600 Bereichsbetretungsverbote durch die Polizei Münster seit 2015. Das behauptet die dortige Fanhilfe, die Anhänger im Umgang mit der Polizei unterstützt und überhaupt erst durch viele verhängte Betretungsverbote gegründet wurde. Die Zahl 600 erscheint realistisch. Eine ARD-Recherche zählte für den Zeitraum 2015 bis 2017 allein 430 Betretungsverbote. Darin wird dem Fußball-Fan angekündigt, dass er am Spieltag festgelegte Bereiche wie z. B. das Stadionumfeld nicht betreten darf. Sonst droht eine Geldstrafe bzw. Ingewahrsamnahme durch die Polizei.
Diese Maßnahme muss aber von der Polizei begründet werden. Laut Fanhilfe war das in Münster nicht immer der Fall, deshalb hat sich nun ein Anhänger dagegen vor Gericht gewehrt: "Sie sind in der Datei Gewalttäter Sport registriert und halten sich regelmäßig in der gewaltbereiten Fußballszene auf", hieß es in einem Polizei-Schreiben, das der Deutschlandfunk einsehen konnte. Rechtsanwalt Cornelius Birr hat den Fan in dem Verfahren vertreten.
"Was mein Mandant gemacht hat, er hat dann einfach mal nachgefragt, welche konkrete Tatsachengrundlage denn jetzt konkret genannt ist, und was die Grundlage für diese Entscheidung sein soll. Das sei ihm nicht klar. Darauf hat er keine Antwort bekommen. Was ihn dabei wirklich interessiert hat, war natürlich die Frage, wie kommt die Polizei darauf, dass ich regelmäßig im Umfeld gewaltbereiter Fußballfans anzutreffen bin?"
Verwaltungsgericht erklärt Verbot für rechtswidrig
Doch diese Begründung fehlte. Noch dazu resultierte der Eintrag in der Datei Gewalttäter Sport aus einem Ermittlungsverfahren, das zu diesem Zeitpunkt schon längst eingestellt war. Deshalb erklärte das Verwaltungsgericht Münster das Verbot in diesem Fall letztendlich für rechtswidrig. Für die Polizei Münster ist das Verfahren allerdings kein Grund diese Maßnahme grundsätzlich nicht mehr anzuwenden. "Mehrere hunderte, tatsächlich, Bereichsbetretungsverbote. Da hat erst eins davon vor Gericht eben nicht standgehalten."

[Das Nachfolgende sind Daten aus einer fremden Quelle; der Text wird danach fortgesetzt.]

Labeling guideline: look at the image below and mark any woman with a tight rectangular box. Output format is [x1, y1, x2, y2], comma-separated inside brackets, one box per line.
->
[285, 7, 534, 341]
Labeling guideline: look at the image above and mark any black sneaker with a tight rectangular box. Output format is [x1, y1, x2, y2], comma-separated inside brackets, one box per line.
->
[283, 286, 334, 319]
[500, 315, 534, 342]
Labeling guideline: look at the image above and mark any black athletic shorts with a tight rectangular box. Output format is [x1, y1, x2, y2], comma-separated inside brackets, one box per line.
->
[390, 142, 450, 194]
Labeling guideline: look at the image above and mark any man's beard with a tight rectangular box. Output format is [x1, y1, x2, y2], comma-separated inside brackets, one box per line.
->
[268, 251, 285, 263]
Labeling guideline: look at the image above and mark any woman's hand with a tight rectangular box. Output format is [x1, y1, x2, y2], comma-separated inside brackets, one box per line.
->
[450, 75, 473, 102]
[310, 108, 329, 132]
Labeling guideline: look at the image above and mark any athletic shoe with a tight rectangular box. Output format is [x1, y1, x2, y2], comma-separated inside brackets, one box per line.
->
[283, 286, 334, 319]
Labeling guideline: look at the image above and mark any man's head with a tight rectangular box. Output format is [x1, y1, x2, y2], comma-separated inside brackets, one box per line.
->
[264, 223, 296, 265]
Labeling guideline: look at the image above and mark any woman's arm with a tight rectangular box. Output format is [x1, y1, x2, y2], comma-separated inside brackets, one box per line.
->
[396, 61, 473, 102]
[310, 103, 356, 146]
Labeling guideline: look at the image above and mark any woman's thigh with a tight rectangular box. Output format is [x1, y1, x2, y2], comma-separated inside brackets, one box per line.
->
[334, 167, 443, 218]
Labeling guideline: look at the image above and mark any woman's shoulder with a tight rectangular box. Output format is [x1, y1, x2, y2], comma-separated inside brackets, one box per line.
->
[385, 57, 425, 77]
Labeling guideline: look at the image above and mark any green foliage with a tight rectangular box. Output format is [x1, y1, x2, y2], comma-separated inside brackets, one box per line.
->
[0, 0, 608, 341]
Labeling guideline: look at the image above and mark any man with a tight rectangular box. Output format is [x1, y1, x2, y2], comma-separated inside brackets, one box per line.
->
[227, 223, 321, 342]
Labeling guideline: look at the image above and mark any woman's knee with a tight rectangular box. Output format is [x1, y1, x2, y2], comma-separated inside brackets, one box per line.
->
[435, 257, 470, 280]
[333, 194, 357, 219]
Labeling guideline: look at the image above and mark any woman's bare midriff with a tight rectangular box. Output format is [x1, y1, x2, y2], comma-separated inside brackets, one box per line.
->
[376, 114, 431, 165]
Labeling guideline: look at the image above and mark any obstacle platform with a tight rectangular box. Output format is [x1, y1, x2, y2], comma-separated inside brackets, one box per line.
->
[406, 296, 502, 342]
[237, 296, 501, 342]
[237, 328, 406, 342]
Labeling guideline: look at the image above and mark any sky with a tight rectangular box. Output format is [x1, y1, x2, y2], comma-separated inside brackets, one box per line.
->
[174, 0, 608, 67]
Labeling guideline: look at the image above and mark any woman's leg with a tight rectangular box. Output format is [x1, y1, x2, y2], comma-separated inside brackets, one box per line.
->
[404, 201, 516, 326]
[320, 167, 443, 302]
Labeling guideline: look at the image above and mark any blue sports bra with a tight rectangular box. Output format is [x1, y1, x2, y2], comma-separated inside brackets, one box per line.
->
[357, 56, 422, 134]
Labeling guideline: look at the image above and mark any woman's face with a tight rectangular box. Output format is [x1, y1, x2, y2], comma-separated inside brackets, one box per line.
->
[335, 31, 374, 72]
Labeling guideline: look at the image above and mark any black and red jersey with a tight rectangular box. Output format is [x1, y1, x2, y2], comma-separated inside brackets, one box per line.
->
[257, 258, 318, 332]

Rechnet der leitende Polizeidirektor Martin Mönnighoff vor. "Wir hören jeden vorher an, und jeder hat die Möglichkeit vorzubringen, warum er glaubt, warum er nicht ein Bereichsbetretungsverbot verdient hat. Ich glaube, dass macht ganz deutlich, dass die Leute eben auch sehen, und das auch akzeptieren, wenn wir sagen: Du hast jetzt ein Stadionverbot, Du hast jetzt die und die Straftaten begangen, und dann bleibt Du am besten bei den nächsten zwei, drei Risikospielen mal zu Hause."
"Wir beobachten eine Veränderung im Vorgehen der Polizei"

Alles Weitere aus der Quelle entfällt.